Ces expérimentations sont l'aboutissement de sept thèses, de cinq programmes de recherche et de cinq ans d'investissement3 de la société Datexim dans la R&D (six chercheurs actuellement). Les premières études, soutenues par l'association Cœur et Cancer et par la Région Normandie, ont établi une collaboration suivie entre informaticiens, médecins et biologistes, et débouché sur un premier logiciel prometteur. L'arrivée de la technologie des lames virtuelles, qui autorise la numérisation d'une lame complète de microscope, et l'achat d'un scanner de lames, ont alors permis la mise au point d'une solution opérationnelle.
La collaboration entre la société, le laboratoire de recherche et le centre hospitalier de Cherbourg se poursuit dans le cadre du projet Planuca (Plateforme numérique de pathologie pour la prise en charge des Cancers)2, bientôt rejoint par le CHU de Caen. De nouveaux algorithmes d'analyses d'images sont développés par la société et le laboratoire pour améliorer le diagnostic des cancers gynécologiques, et notamment la détection de cellules pré-cancéreuses. Par ailleurs, les chercheurs du laboratoire mettent au point un module d'analyse d'images appliqué à l'immunohistochimie, technique qui permet de guider les médecins dans le choix d'un traitement, cette fois pour les cancers du sein.

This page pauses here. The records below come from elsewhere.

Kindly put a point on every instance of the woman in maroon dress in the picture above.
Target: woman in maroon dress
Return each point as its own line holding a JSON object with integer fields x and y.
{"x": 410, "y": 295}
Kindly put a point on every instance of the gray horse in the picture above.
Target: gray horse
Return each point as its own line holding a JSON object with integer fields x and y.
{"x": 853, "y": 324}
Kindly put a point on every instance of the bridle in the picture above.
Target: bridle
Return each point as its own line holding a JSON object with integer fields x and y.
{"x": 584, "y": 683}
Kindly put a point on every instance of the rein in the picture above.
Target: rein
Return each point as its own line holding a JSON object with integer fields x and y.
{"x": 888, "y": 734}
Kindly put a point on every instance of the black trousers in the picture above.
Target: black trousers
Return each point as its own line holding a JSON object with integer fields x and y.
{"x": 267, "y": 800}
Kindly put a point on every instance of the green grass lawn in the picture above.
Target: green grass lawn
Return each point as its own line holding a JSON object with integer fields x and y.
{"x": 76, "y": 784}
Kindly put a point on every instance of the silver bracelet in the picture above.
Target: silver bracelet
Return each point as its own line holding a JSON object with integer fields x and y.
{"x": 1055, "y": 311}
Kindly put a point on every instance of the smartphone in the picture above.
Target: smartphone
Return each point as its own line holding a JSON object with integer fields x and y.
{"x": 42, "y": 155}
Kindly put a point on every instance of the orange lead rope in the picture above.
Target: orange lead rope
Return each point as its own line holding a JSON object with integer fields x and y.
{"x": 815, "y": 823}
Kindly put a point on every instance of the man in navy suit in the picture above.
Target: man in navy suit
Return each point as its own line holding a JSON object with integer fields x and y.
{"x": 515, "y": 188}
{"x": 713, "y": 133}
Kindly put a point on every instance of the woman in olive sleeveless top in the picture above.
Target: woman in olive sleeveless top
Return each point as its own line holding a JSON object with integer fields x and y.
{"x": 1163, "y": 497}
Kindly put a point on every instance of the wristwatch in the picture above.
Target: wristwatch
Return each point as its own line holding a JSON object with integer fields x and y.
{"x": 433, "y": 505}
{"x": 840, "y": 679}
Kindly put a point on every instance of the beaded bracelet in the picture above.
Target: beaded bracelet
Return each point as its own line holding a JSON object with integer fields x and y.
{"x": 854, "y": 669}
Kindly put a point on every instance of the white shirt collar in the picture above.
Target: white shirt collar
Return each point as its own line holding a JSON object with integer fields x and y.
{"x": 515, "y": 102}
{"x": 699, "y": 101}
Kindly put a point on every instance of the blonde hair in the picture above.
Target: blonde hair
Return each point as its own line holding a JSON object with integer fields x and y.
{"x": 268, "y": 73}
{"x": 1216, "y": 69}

Le laboratoire dispose d’une plateforme logicielle CeLLIA de traitement et d’analyse d’images de microscopie cellulaire en cytologie et histologie dont l’objectif est de faciliter le développement de logiciel en cancérologie. Elle est composée de modules de prétraitement, de segmentation et de classification utilisant des méthodes unifiées basées sur les équations aux dérivées partielles sur graphes et sur l’apprentissage profond. Datexim développe aussi de nouveaux outils pour la pathologie digitale, basés sur l'apprentissage profond (deep learning).
1 Groupe de recherche en informatique, image, automatisme et instrumentation de Caen (CNRS/Université de Caen/Ensicaen)
2 Le financement du projet est assuré par la région Normandie, les fonds Feder (Fonds européens de développement régional) et l'association Cœur et Cancer.
3 Les investissements ont été réalisés grâce à des fonds Feder, des aides régionales de la Normandie, des aides publiques BPI, un prix au concours national OseoÂÂ en 2012 et des investissements privés via deux levées de fonds.